- Directed by: Nanda Kishore
- Written by: Magizh Thirumeni
- Based on: Thadaiyara Thaakka (2012)
- Produced by: Gujjal Purushotham
- Starring: Shreyas Manju Reeshma Nanaiah
- Cinematography: Shekhar Chandra
- Edited by: K. M. Prakash
- Music by: Chandan Shetty
- Production company: Gujjal Talkies
- Release date: 11 November 2022;
- Country: India
- Language: Kannada

= Raana (2022 film) =

2022 Indian Kannada-language action thriller film

Raana is a 2022 Indian Kannada-language action thriller film directed by Nanda Kishore and produced by Gujjal Purushotham under Gujjal Talkies banners. The film stars Shreyas Manju and Reeshma Nanaiah in the lead roles. It is the adaptation of the 2012 Tamil film Thadaiyara Thaakka. The soundtrack and background score were composed by Chandan Shetty.

Raana was released on 11 November 2022 and received mixed to negative reviews from critics, where it became an average grosser at the box office.

== Plot ==
Raana is a police trainee who works as a cab driver in Bangalore, who is all set to marry his girlfriend Priya. The city is under the grip of dreaded loan shark brothers Kapali and Soori who would go to any extent to wield their clout in the city. During a rainy night, Raana comes across a drunk Kapali. Within a few minutes, Kapali is killed in mysterious circumstances and the blame falls on Raana as the murder weapon was on his car. Soori and his men wants to bump off Raana. A perplexed Raana runs for cover and sets out to find the real killer.
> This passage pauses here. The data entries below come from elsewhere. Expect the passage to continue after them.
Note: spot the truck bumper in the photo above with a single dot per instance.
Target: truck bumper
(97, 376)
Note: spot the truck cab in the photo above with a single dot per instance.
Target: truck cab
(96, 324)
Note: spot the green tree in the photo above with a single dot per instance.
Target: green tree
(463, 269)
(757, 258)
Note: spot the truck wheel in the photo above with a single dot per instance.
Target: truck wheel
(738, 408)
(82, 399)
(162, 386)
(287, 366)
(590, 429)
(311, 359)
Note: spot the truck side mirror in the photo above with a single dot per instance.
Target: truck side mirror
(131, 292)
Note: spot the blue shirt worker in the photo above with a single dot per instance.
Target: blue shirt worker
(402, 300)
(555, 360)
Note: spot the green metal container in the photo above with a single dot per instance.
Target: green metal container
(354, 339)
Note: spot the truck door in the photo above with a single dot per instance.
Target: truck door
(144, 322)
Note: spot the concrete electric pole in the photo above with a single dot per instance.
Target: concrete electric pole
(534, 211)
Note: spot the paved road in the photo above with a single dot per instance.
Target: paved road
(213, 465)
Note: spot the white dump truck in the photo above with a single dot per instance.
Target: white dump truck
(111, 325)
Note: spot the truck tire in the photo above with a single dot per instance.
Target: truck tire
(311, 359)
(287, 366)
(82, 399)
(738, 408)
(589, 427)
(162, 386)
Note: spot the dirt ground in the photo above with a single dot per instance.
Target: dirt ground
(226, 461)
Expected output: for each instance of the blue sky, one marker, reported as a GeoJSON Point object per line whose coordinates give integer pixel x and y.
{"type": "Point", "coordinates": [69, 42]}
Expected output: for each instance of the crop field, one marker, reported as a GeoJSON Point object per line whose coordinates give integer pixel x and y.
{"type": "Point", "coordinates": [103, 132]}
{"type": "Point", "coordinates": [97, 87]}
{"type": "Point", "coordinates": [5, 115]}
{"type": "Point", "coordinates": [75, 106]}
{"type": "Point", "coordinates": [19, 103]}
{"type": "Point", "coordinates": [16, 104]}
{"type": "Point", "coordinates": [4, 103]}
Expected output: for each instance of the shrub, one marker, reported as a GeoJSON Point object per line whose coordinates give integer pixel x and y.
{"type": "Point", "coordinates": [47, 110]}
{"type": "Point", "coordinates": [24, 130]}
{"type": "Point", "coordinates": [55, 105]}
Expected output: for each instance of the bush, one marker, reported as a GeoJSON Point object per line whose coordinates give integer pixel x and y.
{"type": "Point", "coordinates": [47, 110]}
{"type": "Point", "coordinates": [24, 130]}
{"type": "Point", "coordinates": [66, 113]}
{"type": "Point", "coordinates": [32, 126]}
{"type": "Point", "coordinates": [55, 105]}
Past: Kapali had abducted a girl named Rajani, who is the only daughter of a wealthy Mumbai-based businessman and has been using her solely as his personal slave for 9 months, revolting on the thought that even the richest and most powerful men in the country can't touch her. One rainy night, Rajani escapes captivity and comes across the intoxicated Kapali sitting on the road. She uses the chance to exact vengeance and kills him. Her helper at home discreetly (but unintentionally) places the murder weapon in Raana's car, which led to Raana getting framed for Kapali's death.
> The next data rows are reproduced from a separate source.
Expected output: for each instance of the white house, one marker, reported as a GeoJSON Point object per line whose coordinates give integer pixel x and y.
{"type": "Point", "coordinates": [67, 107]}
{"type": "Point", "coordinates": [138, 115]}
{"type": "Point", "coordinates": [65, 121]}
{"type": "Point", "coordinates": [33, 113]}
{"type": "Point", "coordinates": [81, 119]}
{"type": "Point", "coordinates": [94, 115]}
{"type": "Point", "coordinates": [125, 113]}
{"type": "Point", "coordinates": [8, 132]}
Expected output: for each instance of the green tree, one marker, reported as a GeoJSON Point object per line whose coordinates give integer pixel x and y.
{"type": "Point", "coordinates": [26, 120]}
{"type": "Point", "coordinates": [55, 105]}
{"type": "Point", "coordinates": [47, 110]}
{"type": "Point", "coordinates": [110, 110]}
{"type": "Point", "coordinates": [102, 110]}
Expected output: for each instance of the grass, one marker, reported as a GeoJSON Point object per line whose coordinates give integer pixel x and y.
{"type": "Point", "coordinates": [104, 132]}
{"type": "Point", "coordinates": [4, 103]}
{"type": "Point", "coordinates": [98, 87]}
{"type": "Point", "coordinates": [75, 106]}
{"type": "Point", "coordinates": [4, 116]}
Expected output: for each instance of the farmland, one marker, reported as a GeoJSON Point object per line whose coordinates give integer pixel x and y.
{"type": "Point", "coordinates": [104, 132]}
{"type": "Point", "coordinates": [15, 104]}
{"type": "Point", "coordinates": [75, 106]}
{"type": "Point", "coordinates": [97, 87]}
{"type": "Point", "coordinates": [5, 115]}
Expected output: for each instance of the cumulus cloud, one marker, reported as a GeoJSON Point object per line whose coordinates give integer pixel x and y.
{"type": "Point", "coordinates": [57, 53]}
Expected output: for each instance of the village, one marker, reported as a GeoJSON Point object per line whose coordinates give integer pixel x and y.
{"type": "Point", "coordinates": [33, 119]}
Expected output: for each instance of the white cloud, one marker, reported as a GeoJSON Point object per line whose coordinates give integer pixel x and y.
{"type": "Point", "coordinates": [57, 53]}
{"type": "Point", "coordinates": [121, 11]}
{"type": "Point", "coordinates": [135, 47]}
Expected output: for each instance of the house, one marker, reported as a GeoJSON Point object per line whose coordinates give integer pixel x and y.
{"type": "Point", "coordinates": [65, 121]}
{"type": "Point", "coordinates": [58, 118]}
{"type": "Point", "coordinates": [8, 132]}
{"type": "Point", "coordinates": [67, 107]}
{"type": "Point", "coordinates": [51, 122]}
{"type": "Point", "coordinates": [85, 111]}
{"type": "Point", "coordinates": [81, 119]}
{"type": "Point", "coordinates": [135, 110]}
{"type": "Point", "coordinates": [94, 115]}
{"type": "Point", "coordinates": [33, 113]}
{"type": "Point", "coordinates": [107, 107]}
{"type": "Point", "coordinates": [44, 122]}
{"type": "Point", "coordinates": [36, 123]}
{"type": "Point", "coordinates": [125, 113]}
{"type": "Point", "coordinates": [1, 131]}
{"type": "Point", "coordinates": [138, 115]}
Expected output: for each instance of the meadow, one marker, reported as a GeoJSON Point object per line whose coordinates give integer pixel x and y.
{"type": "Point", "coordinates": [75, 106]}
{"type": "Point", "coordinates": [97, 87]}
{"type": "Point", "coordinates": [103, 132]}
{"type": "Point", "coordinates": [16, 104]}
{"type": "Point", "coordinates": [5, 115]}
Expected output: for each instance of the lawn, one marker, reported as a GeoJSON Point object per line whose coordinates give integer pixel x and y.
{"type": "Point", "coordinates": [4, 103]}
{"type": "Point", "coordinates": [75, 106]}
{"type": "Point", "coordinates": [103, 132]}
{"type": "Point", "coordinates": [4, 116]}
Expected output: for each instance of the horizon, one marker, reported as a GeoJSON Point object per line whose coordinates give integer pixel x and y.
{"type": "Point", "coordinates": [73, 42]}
Present: Raana's two friends are taken captive and one of them is killed off brutally by Soori and the other is set to be killed if Raana doesn't surrender to Soori that night. Priya's family escapes the city to save themselves. With his entire life turned around by a crime he did not commit, Raana takes a new avatar as he decides to wage a bloody war with the gangsters where he kills Soori and the 8 members of his gang. To dispose of the bodies, Raana uses a meat grinder overnight and feeds the flesh to the pigs. Later, Rajani reunites with her parents.

== Cast ==
- Shreyas Manju as Raana
- Reeshma Nanaiah as Priya
- Mohan Dhanraj as Soori
- Mutant Raghu as Kapali
- Kote Prabhakar as Pachchi
- Samyuktha Hegde as a dancer (Special appearance in the song "Malli Malli")

== Soundtrack ==
The soundtrack and background score of the film were composed by Chandan Shetty.

Track listing
| No. | Title | Lyrics | Singer(s) | Length |
|---|---|---|---|---|
| 1. | "Gully Boy" | Chandan Shetty | Aniruddha Sastry Aditi Sagar | 4:17 |
| 2. | "Malli Malli" | Shivu Bergi | Chandan Shetty Divya Ramachandra | 4: 42 |
| 3. | "Udho Udho Huligemma" | V. Nagendra Prasad | Karibasava Tadakal | 4: 31 |

==Release==
The film was released on 11 November 2022 in theatres.

=== Home media ===
The satellite and digital rights were sold to Udaya TV and Sun NXT.

== Reception ==
Sridevi. S of The Times of India gave 2.5 out of 5 stars and wrote "The film, directed by Nanda Kishore, is, however, a typical run-of-the-mill story with cliched narrative, fights, stunts, and dialogue. The same old tale of friends coming to the rescue of the hero while he asks his lover to leave the city and other predictable twists at the end make the film flimsy. The cinematography, however, is a big blessing. So is the music by Chandan Shetty, which adds tempo to the screenplay". Jagadish Angadi of Deccan Herald gave 1.5 out of 5 stars and wrote "Lack of professionalism in every department of filmmaking — direction, screenplay, cinematography, music, lyrics and acting — is glaring. There is hardly anything to mention about the acting of Shreyas Manju and Reeshma Nanaiah but the hero is a treat to watch in action sequences".